Эти высокие, эти головой до звезд мусульманские ангелы… О, wie spurlos verträte ein Engel den Trostmarkt[178] Он все время там, к западу, этот африканский единокровный брат с его томиками поэзии, изборожденными и усеянными тевтонскими шрифтами, черными, как горельник, — ждет, одну за другой пятная страницы, за бессчетными верстами низин и зонального света, что клонится наискось, когда своим чередом приходят их осени каждый год, что клонится к холке планеты, как старый цирковой наездник, старается привлечь их внимание не чем-нибудь, а лишь своим лицом напоказ, и, что ни отточенный, совершенный крут по арене, ему это не удается.

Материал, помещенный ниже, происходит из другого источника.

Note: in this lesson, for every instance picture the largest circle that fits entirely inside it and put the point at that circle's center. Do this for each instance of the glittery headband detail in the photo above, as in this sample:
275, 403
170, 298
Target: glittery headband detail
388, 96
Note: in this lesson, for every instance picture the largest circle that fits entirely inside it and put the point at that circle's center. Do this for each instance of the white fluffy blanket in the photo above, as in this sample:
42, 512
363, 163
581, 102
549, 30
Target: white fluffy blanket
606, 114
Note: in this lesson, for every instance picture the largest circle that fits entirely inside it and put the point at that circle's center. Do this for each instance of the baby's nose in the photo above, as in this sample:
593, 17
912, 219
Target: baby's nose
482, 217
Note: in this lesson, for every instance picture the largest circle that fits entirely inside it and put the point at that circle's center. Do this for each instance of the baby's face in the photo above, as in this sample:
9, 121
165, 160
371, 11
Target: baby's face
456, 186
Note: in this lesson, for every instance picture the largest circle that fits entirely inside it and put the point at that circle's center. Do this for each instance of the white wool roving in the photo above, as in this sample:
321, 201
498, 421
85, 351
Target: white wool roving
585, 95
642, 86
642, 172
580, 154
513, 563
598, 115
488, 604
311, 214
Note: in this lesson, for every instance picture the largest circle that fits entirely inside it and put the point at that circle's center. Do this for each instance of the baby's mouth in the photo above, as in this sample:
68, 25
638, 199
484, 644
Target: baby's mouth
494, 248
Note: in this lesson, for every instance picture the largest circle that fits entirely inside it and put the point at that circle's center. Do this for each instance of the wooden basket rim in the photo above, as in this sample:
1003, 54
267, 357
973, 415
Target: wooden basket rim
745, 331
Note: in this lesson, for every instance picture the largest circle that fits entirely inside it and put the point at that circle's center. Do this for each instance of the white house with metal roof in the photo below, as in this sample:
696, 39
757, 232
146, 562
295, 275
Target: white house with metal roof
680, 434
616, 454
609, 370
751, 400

Но разве Джакып Кулан то и дело — нечасто — не смотрел на Чичерина через весь бумажный класс, либо врасплох у окон в зеленую раскрытую глубину, эдаким особенным взглядом? Не говорил ли взгляд этот: «Что бы ты ни сделал, что бы он ни сделал — ничто не поможет тебе в смертности твоей»? И еще: «Вы братья. Вместе, порознь — велика важность. Живи. Когда-нибудь умри, с честью, подло — только не от его руки…» Свет всякой общей осени приносит тот же бесплатный совет, и всякий раз надежды в нем чуточку меньше. Но ни тот брат, ни другой слушать не умеют. Черный, должно быть, где-то в Германии обрел собственную разновидность Джакыпа Кулана, какого-нибудь юного туземца, что гляделками своими развеет его германские грезы о сошествии ангела Десятой Элегии, взмахи крыл его уже на закраинах яви, явился и топчет бесследно белый рынок собственного изгнанья… Лицом на восток, черный лик несет вахту с некоей зимней дамбы либо стены из мелкозернистого камня земного оттенка — озирает низменные пустоши Пруссии, Польши, целые лиги лугов ждут, а Чичерин тем временем, что ни месяц, все взвинченнее и от ветра лощенее с западного фланга, и видит, как История и Геополитика уверенно вводят их в конфронтацию, меж тем как радиоприемники верещат все громче, новые турбинные водоводы в ночи на ощупь содрогаются в гидроэлектроярости, что нарастает по пустым каньонам и ущельям, небеса днем густеют милями ниспадающих балдахинов, белых, будто виденья о небесных юртах баев, играют нынче и все равно неуклюже, но с каждой рассеянной схемой все менее игриво…

 

К обглодкам глухомани едут Чичерин и верный его спутник-киргиз Джакып Кулан. Конь Чичерина — вариант его самого: аппалуза из Соединенных Штатов по кличке Змей. Раньше Змей был чем-то вроде коня-содержанта. В позапрошлом году жил в Саудовской Аравии, и каждый месяц ему слал чек сумасбродный (или же, если вам в радость параноидные системы, кошмарно рациональный) нефтяной магнат из Мидленда, Техас, чтобы конь держался подальше от всяких американских родео, где знаменитый необузданный мустанг Полночь в те дни расшвыривал вьюношей налево и направо по выцветшим на солнце загородкам. Однако Змей у нас — не столько Полуночно-дик, сколько методично смертоубийствен. Хуже того — непредсказуем. Если выезжаешь его, он может быть безразличен или же смирен, как юная дева. Но вдруг, опять-таки без всякого предупреждены! схватившись припадком из последних ундуляций глубокого вздоха, может запросто вас прикончить единым жестом копыта, змеино изогнув шею и уставя глаз в тот миг и точку на земле, где вы прекратите жить. Тут никак не скажешь: по многу месяцев он может не доставлять хлопот. Чичерина пока игнорировал. Но трижды покушался на Джакыпа Кулана. Два раза киргиза спасало тупое везенье, а на третий он на самом деле удержался и долго скакал на жеребце, добившись в итоге сравнительного послушания. Но идя к позвякивающей изгороди Змея на склоне, Чичерин несет вместе с кожаной уздой и куском рубцеватого гобелена — кинуть коню на спину — сомнение, безутешную возможность: может, в последний раз киргизу не удалось его смирить? И Змей лишь выжидает…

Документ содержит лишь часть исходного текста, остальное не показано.